Au cours de ma cinquième année on me mit à l'école chez les sœurs au bourg de Saint-Didier, école dirigée par une sœur Saint-Joseph en civil, Mademoiselle Marie, depuis la loi de séparation de l'église et de l'état en 1905. Tous les jours, ou presque, 2 km 500 à parcourir en sabots, matin et soir.

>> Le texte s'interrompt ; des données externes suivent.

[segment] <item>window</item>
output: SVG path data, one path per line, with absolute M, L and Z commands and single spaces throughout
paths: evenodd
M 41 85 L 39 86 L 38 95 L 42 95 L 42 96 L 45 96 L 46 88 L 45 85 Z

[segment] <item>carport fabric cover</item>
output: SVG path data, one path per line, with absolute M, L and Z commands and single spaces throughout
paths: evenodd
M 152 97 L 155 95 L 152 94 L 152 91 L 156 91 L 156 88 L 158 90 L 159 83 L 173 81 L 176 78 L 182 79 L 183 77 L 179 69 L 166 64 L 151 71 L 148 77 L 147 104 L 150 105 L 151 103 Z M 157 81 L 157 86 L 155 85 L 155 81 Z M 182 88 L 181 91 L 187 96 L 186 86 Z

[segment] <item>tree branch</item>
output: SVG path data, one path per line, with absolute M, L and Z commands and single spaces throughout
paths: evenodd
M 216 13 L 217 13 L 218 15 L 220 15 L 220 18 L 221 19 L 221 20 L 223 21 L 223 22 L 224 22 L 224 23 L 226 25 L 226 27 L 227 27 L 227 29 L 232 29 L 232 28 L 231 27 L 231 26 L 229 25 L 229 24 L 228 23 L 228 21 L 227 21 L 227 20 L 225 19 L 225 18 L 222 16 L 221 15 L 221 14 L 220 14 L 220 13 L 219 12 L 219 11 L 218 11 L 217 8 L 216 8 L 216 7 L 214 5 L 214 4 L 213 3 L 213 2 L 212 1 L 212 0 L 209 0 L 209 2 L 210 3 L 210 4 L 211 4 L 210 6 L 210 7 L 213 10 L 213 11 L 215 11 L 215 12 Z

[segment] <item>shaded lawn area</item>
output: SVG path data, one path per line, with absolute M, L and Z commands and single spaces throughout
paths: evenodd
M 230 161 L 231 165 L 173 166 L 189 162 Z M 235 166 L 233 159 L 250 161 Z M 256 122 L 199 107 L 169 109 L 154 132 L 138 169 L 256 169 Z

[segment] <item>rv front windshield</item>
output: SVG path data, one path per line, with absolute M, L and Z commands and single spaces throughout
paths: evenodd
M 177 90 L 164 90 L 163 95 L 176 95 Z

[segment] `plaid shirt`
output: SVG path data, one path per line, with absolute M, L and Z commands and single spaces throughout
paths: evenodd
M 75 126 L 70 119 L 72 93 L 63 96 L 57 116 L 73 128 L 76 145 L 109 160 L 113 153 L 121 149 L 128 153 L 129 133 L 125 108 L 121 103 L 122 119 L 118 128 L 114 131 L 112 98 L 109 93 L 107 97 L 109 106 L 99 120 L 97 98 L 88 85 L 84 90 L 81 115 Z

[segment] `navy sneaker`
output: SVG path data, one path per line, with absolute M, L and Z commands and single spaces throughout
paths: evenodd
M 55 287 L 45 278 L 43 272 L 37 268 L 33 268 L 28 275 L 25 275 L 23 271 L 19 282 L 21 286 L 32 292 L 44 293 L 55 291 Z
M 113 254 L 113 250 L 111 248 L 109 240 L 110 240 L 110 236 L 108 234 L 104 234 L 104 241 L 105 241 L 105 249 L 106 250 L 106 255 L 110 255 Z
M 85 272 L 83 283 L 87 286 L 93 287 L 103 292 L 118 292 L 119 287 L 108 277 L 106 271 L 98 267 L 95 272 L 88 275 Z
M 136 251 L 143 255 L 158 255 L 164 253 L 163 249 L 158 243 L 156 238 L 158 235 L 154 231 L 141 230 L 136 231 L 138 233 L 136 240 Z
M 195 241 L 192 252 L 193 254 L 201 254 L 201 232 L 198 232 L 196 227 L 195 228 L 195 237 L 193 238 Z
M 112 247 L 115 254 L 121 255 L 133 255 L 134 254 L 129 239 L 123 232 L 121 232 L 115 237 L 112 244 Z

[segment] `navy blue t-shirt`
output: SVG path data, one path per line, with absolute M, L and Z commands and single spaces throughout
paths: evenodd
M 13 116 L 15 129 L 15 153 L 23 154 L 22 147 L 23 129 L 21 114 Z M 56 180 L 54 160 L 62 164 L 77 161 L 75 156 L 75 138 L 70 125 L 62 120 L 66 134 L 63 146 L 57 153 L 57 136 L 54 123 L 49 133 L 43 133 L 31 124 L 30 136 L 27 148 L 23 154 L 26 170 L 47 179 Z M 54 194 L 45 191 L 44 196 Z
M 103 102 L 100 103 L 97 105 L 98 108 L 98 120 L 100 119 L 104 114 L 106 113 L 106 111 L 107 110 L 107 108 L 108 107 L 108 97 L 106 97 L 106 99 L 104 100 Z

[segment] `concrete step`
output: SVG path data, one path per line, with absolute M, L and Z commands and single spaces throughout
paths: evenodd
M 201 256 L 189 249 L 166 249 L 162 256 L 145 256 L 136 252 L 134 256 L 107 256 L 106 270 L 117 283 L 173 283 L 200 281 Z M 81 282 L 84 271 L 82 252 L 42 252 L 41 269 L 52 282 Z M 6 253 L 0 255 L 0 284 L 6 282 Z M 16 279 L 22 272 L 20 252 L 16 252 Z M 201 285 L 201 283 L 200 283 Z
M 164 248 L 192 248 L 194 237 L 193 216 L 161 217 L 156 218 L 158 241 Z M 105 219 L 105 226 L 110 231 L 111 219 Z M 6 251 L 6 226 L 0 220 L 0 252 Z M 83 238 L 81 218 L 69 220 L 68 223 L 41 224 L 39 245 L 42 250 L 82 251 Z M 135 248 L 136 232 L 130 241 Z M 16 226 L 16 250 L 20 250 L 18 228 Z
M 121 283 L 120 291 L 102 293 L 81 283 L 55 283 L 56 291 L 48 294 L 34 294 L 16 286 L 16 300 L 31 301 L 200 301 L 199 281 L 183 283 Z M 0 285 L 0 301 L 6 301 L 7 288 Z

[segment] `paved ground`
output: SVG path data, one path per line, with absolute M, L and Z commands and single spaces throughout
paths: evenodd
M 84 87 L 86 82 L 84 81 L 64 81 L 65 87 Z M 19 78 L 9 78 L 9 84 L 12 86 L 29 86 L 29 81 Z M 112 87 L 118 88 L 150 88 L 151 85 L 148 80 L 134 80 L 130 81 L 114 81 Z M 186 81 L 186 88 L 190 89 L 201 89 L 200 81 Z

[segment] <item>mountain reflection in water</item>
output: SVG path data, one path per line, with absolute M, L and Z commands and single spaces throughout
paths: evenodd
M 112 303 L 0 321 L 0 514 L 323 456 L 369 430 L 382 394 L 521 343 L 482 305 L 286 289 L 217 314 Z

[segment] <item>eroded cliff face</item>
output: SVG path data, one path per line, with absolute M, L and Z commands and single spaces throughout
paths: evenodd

Dans les années trente, nous étions ainsi une bonne douzaine du hameau de Grand'Ris à "faire les chemins", comme on disait alors, pressés le matin pour ne pas arriver en retard, un peu moins le soir pour rentrer à la maison. Les hivers, plus neigeux que maintenant, me semble-t-il, nous guettions au réveil la couche de neige tombée pendant la nuit. Si elle s'avérait trop importante -largement au dessus des chevilles, nous avions quelque chance qu'on nous laissât à la maison. Sinon, en route dans la neige, en espérant que l'auto de la poste(*1) qui descendait le courrier à Saint-Thurin ait fait la trace que nous suivions les uns derrière les autres ou que nous prenions plaisir à éviter, quittes à arriver les pieds trempés à l'école. Quelquefois, les plus malins proposaient de "faire son portrait" dans la couche blanche que n'avait encore souillée aucune trace. Bien entendu, il s'agissait de faire s'allonger dans la neige le plus naïf ou la plus naïve et ensuite de le bombarder de boules de neige. Le soir, au retour, les amusements ou tours pendables ne manquaient pas, qu'il s'agisse, au départ du bourg, d'une bataille rangée entre gamins du Grand-Vernet et ceux de Grand'Ris, ou de prendre les devants, se cacher dans les pins, se déguiser avec de vieux sacs d'engrais et faire peur aux filles qui arrivaient peu après.Une de ces dernières plaisanteries faillit d'ailleurs mal tourner, les filles étant arrivées à la maison essoufflées et complètement affolées et ayant raconté aux parents qu'elles avaient été attaquées par des bandits ... lesquels se présentèrent quelques minutes après, décontractés, jurant leurs grands dieux qu'ils n'avaient rien vu... Ah! ces filles, quelles poltronnes! ça voit des bandits partout!
*1 Toto Charlat a assuré plus tard ce service en même temps que taxi et corbillard.